I’m a sucker for a good submarine pitcher. I liked a lot of things about this one. Not least, its reverent updating of the group psychology of John Huston’s Treasure of the Sierra Madre (1948 or thereabouts; you look it up). Black Sea‘s main protagonist is played by Jude Law spluttering some kind of weird Lewisham-Aberdeen hybrid brogue. As he sinks deeper and deeper (no pun intended) into his obsession — salvaging Nazi gold from a shipwreck — his face becomes progressively shinier and dirtier. This was a solid take-away from the original film, too, with Bogart as the unspooling maniac: when a film star loses his grip on hygiene, violence and treachery are right behind.

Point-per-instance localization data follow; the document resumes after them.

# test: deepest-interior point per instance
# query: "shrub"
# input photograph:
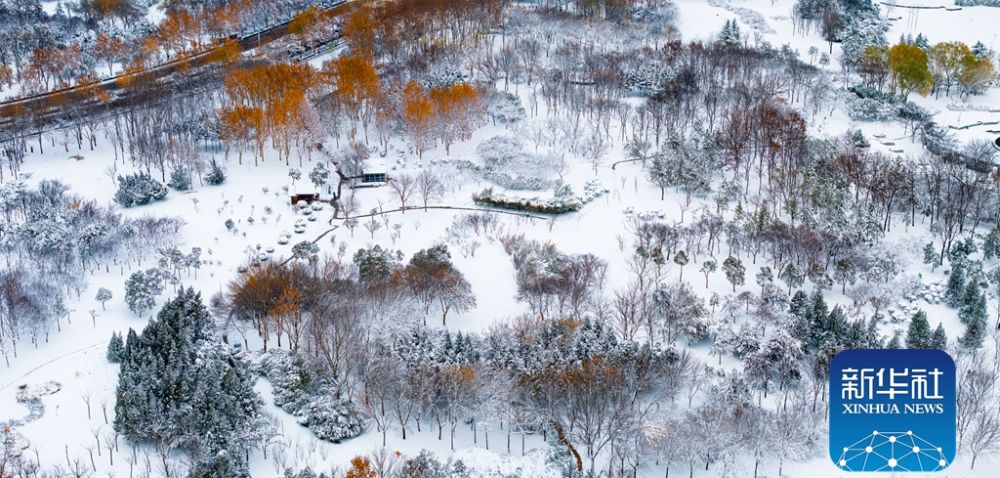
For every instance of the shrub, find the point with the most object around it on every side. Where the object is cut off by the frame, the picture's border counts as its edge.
(138, 189)
(216, 175)
(180, 178)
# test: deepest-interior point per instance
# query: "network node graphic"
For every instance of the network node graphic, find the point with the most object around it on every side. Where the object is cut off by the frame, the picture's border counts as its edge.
(892, 451)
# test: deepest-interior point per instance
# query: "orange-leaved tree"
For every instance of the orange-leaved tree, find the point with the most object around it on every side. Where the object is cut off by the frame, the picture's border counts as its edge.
(358, 86)
(359, 31)
(418, 113)
(909, 69)
(280, 92)
(454, 107)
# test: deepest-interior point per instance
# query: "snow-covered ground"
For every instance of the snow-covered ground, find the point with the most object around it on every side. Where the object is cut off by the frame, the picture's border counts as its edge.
(75, 420)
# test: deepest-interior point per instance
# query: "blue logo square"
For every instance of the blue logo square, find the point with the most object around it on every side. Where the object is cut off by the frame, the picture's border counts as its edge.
(892, 410)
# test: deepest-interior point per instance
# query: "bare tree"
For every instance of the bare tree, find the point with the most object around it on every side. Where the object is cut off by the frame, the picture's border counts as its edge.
(429, 186)
(403, 185)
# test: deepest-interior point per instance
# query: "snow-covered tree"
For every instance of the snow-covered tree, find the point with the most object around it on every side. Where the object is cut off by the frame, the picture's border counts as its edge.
(103, 295)
(141, 290)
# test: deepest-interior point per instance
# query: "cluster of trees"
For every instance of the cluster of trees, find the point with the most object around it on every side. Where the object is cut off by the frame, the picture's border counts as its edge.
(916, 66)
(181, 388)
(292, 300)
(52, 240)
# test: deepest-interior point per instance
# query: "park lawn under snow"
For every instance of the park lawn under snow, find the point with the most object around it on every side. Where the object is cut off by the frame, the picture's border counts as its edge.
(75, 357)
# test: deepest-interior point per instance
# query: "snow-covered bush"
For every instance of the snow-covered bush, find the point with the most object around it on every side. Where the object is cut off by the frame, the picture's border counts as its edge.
(646, 78)
(870, 109)
(180, 178)
(505, 108)
(506, 164)
(442, 77)
(545, 206)
(978, 3)
(216, 175)
(138, 189)
(312, 400)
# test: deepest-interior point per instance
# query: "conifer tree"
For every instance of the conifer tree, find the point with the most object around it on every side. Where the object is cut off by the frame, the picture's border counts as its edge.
(956, 286)
(919, 334)
(216, 175)
(181, 387)
(939, 340)
(116, 348)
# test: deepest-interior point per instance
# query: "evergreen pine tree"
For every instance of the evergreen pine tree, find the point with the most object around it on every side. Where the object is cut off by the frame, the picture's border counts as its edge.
(931, 257)
(919, 334)
(975, 331)
(894, 343)
(939, 340)
(180, 178)
(178, 385)
(956, 286)
(116, 348)
(216, 175)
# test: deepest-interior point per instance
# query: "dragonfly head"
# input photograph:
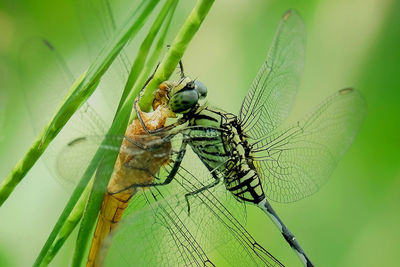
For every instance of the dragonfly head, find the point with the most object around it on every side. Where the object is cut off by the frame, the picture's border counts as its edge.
(185, 96)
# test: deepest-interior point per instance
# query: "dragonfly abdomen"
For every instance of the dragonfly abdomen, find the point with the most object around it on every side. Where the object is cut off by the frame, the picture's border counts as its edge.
(244, 184)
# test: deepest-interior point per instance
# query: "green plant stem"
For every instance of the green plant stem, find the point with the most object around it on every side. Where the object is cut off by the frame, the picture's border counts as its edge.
(168, 64)
(78, 94)
(77, 212)
(175, 53)
(70, 224)
(122, 118)
(144, 51)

Another thing I liked was that Jude Law’s hairline now appears to be the same as mine. Sure, it took him twenty years to catch up, but what the heck — we’re even. (At this point, no one can predict which of us will snag the Phil Collins role in the yet-to-be-greenlit rockumentary Genesis: In the Beginning. Since I possess the superior voice, Jude’ll probably get it.)

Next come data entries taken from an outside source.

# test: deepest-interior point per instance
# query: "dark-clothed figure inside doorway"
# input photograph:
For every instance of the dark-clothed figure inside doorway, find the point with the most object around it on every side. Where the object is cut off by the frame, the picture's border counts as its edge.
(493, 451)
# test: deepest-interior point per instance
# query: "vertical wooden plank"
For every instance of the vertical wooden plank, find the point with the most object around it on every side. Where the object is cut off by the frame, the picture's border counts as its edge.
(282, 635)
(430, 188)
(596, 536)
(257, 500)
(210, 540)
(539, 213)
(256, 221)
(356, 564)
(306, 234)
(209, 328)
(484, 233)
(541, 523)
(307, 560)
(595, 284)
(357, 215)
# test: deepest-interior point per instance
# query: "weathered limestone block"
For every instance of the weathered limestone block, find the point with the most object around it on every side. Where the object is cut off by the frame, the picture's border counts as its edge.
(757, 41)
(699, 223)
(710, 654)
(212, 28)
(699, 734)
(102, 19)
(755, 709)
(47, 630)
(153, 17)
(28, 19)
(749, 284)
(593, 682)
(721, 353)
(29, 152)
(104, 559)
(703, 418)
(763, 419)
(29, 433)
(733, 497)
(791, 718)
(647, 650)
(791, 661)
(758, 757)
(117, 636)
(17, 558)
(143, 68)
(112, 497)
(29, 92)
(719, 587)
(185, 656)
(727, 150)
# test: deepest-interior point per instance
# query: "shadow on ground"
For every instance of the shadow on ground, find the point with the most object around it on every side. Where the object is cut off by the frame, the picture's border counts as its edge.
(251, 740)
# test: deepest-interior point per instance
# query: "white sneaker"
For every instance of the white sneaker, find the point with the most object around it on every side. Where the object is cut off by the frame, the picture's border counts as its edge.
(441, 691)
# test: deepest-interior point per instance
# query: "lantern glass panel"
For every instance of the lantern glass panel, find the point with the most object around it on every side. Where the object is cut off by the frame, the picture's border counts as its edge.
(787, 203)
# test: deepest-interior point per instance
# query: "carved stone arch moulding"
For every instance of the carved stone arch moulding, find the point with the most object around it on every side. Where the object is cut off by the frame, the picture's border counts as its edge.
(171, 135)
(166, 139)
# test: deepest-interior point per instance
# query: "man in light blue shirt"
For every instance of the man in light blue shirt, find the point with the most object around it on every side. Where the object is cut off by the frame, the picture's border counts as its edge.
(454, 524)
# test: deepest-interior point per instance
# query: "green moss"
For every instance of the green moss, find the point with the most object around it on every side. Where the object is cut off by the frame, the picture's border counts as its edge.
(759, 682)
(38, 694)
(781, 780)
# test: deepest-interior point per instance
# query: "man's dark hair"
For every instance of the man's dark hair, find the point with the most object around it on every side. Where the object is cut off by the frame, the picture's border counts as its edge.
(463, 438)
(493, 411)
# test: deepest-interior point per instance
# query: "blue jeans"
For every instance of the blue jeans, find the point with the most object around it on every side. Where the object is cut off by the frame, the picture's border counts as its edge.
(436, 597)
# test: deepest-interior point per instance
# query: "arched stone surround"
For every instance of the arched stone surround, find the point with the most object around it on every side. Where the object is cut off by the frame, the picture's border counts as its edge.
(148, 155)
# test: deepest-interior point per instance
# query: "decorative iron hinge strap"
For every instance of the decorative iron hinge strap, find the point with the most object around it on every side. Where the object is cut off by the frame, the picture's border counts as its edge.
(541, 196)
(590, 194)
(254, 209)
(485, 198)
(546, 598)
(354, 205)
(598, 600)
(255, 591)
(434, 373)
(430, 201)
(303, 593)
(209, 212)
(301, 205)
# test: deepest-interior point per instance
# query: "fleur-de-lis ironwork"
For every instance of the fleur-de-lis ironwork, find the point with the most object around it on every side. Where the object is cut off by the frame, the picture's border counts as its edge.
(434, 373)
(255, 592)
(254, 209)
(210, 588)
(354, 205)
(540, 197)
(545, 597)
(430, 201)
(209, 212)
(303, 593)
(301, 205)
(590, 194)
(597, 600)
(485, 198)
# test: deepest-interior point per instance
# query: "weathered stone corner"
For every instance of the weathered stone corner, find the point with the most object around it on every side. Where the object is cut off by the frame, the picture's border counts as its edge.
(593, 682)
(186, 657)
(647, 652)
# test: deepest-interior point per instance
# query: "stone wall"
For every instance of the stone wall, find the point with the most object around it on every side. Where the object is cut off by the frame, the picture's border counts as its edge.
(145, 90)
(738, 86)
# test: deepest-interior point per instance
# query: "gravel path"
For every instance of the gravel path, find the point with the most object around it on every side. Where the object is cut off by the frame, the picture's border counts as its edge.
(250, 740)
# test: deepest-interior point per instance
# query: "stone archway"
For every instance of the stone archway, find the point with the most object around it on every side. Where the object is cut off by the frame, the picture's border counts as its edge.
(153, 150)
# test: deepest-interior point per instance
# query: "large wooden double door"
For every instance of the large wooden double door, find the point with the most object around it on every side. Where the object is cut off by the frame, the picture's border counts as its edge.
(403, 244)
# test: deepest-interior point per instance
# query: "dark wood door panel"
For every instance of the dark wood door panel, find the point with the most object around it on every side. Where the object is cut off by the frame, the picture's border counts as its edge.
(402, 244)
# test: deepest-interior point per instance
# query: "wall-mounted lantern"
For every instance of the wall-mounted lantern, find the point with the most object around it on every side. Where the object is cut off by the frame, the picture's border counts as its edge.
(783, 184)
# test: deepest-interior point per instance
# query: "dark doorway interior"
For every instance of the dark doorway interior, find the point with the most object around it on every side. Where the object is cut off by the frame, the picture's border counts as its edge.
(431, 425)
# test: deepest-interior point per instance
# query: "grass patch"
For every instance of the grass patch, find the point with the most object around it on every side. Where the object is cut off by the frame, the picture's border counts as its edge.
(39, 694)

Verisimilitude seems to have been a high priority for Black Sea. Law evidently did a training stint on an active Royal Navy sub. Not only did this immersive experience (again, no pun intended) give him a convincing feel for the homo-erotics of cramped life in a submerged metal tube; it also taught him how to curse literally like a sailor.
According to my research, many of the interiors were shot in a mothballed mid-60s vessel of the Foxtrot-Class that some kooky English submarine collector — yeah, I don’t get that either — keeps moored on the River Medway, near the city of Rochester. It’s a space so cluttered with dials, conduits, wires, fuses, hoses, valves, bulkhead hatches, and little blinky control-panel lights that it beggars belief how they squeezed a camera inside, let alone found thrashing-room for choreographed Anglo-Ukrainian fistfights.
I do have one gripe. Obviously it’s never scary enough or anxiety-provoking enough to watch a dozen guys at each other’s throats, trapped ninety meters deep on a pitch-black anoxic seabed while driveshafts crack and fuel lines explode and ballast tanks burst. But is there absolutely no way to enhance our discomfort, short of a full orchestra thrumming semiquavers at us in never-ending spiccato? I ask you!